Potency comparisons between REPRONEX and A.P.L. depend on the specific clinical indication. These are both Gonadotropin agents and are not directly interchangeable by dose. A physician or clinical pharmacist should guide any therapeutic switching decisions.

3. What is the standard dosing for REPRONEX vs A.P.L.?

The standard adult dose of REPRONEX is: Men: 1000-2500 IU subcutaneously 3 times weekly for 6-12 months. Women: 75-300 IU subcutaneously or intramuscularly daily for 7-12 days.. The standard adult dose of A.P.L. is: 500-1000 mg every 4-6 hours, not to exceed 3000 mg/day in adults.. Dosing should always be individualized based on indication, renal and hepatic function, age, and other patient factors.

4. Can you take REPRONEX and A.P.L. together?

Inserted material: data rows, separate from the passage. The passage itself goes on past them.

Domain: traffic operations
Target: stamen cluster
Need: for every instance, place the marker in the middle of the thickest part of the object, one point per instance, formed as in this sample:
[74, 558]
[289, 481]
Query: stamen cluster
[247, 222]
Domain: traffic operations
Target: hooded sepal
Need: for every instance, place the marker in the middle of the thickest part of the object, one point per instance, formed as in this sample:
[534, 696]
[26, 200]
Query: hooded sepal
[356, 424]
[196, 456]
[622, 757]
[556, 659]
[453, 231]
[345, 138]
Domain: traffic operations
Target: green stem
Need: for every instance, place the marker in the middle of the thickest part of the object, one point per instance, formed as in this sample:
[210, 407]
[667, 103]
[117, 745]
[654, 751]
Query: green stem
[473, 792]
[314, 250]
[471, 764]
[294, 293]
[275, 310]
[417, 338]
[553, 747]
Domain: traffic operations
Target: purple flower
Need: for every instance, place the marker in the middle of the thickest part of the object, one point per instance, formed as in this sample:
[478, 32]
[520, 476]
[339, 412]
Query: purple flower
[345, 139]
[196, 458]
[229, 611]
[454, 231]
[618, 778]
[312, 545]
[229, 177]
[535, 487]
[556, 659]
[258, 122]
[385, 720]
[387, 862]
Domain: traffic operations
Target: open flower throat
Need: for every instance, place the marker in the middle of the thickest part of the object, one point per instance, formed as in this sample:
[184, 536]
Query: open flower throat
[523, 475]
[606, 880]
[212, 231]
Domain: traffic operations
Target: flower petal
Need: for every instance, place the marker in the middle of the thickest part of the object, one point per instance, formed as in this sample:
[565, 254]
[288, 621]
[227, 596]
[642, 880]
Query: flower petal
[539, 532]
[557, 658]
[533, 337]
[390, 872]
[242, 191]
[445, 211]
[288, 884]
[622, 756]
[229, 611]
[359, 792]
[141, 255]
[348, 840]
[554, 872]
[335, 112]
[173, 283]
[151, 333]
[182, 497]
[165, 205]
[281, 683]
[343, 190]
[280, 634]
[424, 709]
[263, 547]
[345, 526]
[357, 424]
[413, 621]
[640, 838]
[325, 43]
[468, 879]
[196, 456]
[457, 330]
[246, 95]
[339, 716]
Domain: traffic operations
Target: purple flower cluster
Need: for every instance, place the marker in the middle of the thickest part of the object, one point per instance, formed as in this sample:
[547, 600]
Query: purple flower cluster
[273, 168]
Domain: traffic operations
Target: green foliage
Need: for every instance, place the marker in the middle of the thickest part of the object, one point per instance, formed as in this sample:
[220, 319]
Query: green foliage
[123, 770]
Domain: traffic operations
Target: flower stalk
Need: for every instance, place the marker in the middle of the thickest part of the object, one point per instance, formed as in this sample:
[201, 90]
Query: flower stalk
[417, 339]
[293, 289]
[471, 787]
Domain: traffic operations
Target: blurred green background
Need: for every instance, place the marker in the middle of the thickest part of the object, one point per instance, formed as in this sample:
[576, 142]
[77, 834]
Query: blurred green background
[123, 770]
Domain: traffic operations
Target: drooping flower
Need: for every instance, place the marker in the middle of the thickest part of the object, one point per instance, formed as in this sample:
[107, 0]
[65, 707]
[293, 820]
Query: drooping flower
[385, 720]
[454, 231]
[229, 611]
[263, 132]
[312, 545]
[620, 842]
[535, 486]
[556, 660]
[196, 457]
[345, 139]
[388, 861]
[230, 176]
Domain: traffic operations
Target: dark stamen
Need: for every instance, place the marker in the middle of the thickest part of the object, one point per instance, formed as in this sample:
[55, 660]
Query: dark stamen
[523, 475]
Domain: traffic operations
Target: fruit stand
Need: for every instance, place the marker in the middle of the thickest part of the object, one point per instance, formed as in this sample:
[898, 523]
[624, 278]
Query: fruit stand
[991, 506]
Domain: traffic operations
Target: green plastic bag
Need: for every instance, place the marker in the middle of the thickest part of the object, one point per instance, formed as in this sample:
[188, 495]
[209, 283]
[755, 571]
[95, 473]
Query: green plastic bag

No direct drug-drug interaction has been formally documented between REPRONEX and A.P.L. in current clinical databases. However, individual patient risk factors including other medications, organ function, and comorbidities should always be evaluated by a qualified healthcare provider.

5. Are REPRONEX and A.P.L. safe during pregnancy?

The maternal-fetal safety profiles differ. REPRONEX is classified as Category C. REPRONEX (menotropins) is classified as FDA Pregnancy Category X. Studies have shown that menotropins can cause fetal harm when administered to a pregnant woman. There is no indica. A.P.L. is classified as Category C. A.P.L. (chorionic gonadotropin) is not expected to increase the risk of congenital anomalies when used in early pregnancy. However, use in the first trimester is generally avoided . Always consult a maternal-fetal medicine specialist before taking either drug during pregnancy or lactation.